Tuesday, November 30, 2010

Clinical Pearls: Syncope

I'm doing a new thing here. I'm listening to medical podcasts on the way to work, so I'm going to try and share some of the pearls of clinical wisdom I pick up. The sources are a variety of free podcasts available through iTunes.

If you're an experienced provider, you've probably (like me) forgotten a lot of the nifty bits of clinical information that you were taught in school but didn't NEED to know. The stuff that got lost when you were cramming NREMT and ACLS skill sheets in your head. The stuff that might actually be more useful now that you're out in the field.

So that's what I'll try and bring you: Short, sweet tidbits that can help the experienced (or new) provider up their game.

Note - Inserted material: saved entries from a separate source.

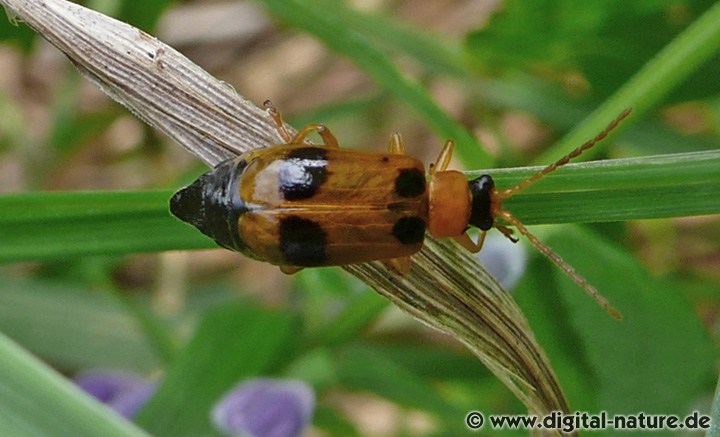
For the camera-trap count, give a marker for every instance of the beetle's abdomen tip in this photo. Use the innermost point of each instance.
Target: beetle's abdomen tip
(187, 204)
(203, 204)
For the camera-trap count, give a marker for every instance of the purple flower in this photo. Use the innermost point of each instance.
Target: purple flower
(123, 392)
(265, 408)
(503, 259)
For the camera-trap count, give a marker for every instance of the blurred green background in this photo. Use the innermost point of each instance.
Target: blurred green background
(516, 75)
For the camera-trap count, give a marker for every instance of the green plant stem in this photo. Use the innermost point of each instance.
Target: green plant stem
(649, 86)
(47, 226)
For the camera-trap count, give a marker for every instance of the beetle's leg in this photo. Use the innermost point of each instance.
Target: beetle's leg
(277, 118)
(396, 144)
(329, 139)
(290, 270)
(468, 243)
(399, 265)
(444, 158)
(506, 232)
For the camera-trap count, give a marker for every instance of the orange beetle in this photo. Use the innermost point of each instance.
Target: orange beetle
(297, 205)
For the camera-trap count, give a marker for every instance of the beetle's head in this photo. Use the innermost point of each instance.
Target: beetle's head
(209, 203)
(481, 215)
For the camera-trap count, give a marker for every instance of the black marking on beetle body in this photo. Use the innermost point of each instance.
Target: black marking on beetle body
(409, 230)
(410, 182)
(302, 242)
(303, 172)
(481, 213)
(213, 205)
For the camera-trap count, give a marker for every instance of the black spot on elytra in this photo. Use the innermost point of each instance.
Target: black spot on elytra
(410, 182)
(302, 242)
(409, 230)
(303, 172)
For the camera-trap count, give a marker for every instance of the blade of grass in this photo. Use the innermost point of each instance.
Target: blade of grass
(320, 21)
(36, 400)
(72, 329)
(649, 86)
(233, 342)
(60, 225)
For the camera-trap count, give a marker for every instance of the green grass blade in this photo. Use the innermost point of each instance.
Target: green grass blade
(688, 51)
(232, 343)
(72, 329)
(320, 21)
(47, 226)
(714, 430)
(35, 400)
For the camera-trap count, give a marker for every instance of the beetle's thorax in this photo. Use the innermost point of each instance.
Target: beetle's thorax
(449, 204)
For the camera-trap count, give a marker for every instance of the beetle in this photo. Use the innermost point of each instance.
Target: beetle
(299, 205)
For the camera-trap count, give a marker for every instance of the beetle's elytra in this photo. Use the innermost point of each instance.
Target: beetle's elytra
(298, 205)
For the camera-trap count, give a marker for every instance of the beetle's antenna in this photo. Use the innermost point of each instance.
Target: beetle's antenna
(554, 257)
(564, 160)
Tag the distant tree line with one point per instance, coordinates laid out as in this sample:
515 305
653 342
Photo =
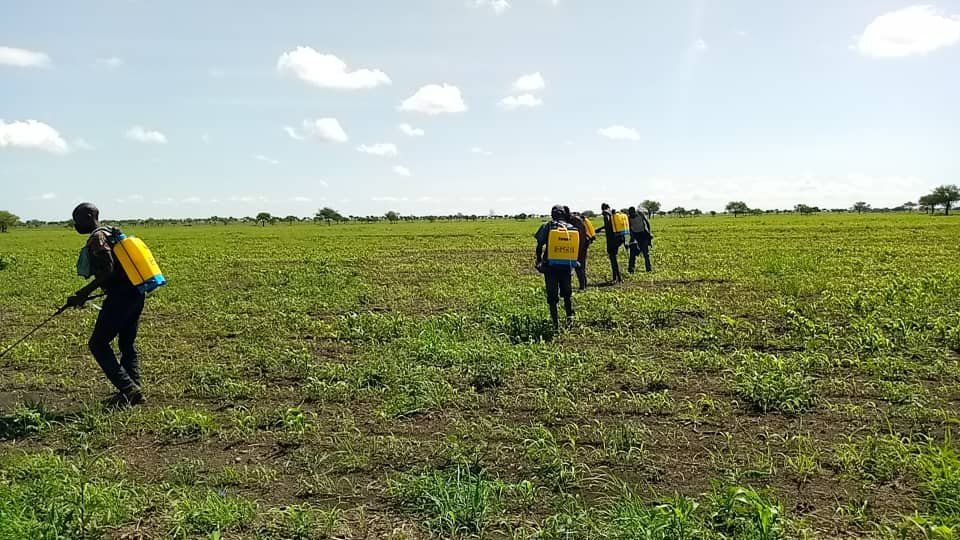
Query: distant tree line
945 197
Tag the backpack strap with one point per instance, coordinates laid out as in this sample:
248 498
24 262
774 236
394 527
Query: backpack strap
111 233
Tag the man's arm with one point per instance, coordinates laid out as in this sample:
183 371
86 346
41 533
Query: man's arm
103 266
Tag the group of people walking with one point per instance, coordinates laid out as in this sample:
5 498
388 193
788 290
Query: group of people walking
557 256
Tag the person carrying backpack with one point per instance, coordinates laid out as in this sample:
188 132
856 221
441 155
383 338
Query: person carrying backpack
612 226
641 237
562 242
120 314
587 235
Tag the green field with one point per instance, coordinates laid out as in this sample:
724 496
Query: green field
777 376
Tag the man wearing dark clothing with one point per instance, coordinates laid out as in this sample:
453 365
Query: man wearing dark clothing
614 241
557 278
120 315
579 223
641 238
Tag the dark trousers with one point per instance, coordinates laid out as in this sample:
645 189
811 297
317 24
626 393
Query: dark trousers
559 285
614 263
639 247
581 270
119 318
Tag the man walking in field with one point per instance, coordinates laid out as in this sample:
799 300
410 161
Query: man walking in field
556 272
641 237
586 238
614 241
120 314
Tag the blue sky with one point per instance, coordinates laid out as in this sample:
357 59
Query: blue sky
177 108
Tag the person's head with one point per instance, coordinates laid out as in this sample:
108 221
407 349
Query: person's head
86 218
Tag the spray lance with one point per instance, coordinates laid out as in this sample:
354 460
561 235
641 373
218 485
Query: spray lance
60 310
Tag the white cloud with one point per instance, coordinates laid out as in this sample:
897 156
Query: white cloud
112 62
140 134
909 31
325 129
435 99
379 149
525 100
498 6
530 83
32 134
327 71
293 133
82 144
619 133
12 56
265 159
411 131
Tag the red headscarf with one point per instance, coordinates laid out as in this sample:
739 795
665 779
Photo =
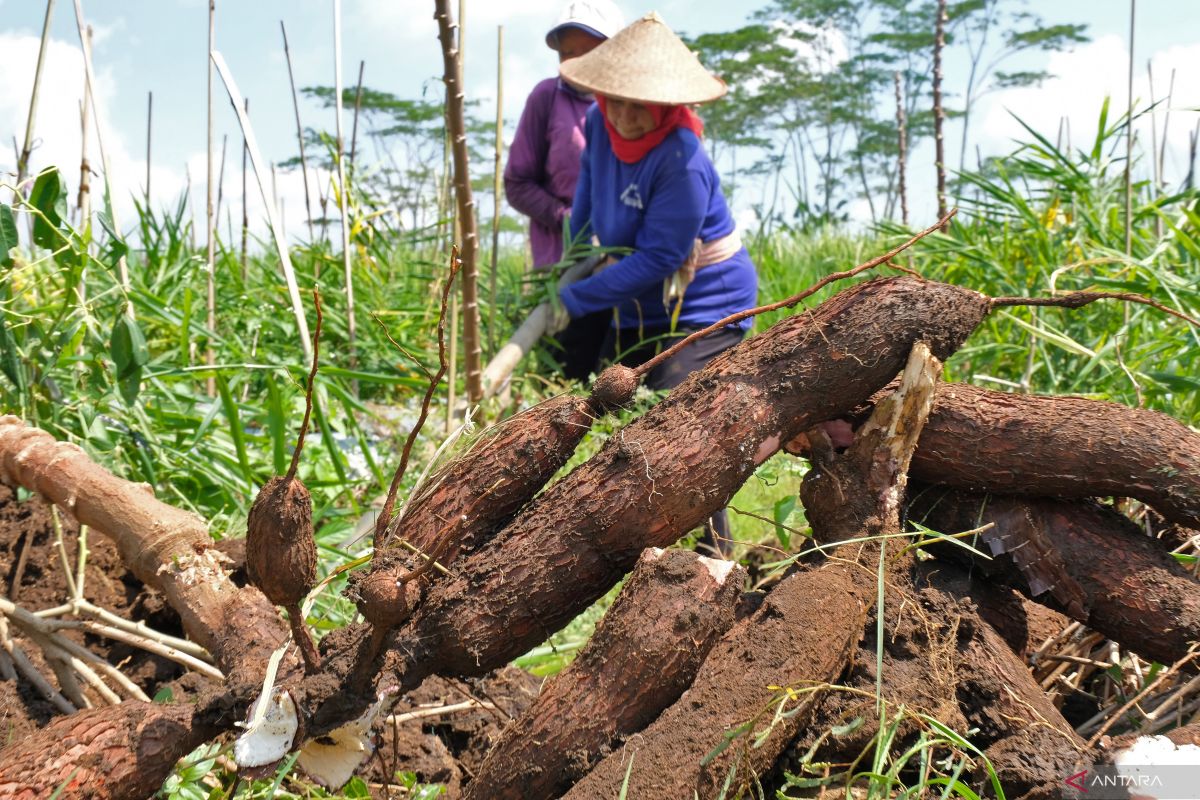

We see syncope a lot. A lot of it is (or seems) harmless, and many of us like to wastebasket it into the vasovagal category, and don't mind getting a refusal.

Try to be more suspicious. Don't get suckered by how good they look now. Think about the patho. If it's not a seizure or low blood sugar, it's probably not enough blood or oxygen getting to the brain. Arrythmias? Stroke? Aortic stenosis or dissection? Occult (you know, hidden) bleed? Pulmonary embolism? There are some big, scary bears that cause syncope, and you should suspect them before you call it a vagal or psychogenic.

But how do you make that judgement? What should worry you?

First, most of these folks warrant a good assessment. Get a real detailed history. Find out if they had symptoms before they syncopized. Get a good set of vitals, and a 12 lead ECG is an excellent idea. Check neuros. Ask friends and family if they are acting normal. Go LOOKING for trouble.

But who are the folks to be worried about?

• Patients with chest or back pain, new onset, before or after the syncope, should be concerning for aortic aneurysm or dissection, or PE, or cardiac causes.

• Patients who don't return to their baseline after a syncope should be concerning for intracranial pathology (CVA/TIA/bleed).

• And patients who have no prodrome, no symptoms before passing out, no dizziness or tunnel vision, those folks should have you worried about weird rhythms.

Vasovagal syncope is not uncommon -- but just like anxiety attack, it should be a (presumptive, field) diagnosis of exclusion, the one you reach after everything else has been exhausted.

Hope this is helpful to some of y'all. More coming soon!

5 comments:

Drew Rinella said...

I turn on the monitor volume with syncope patients. It has paid off more than once.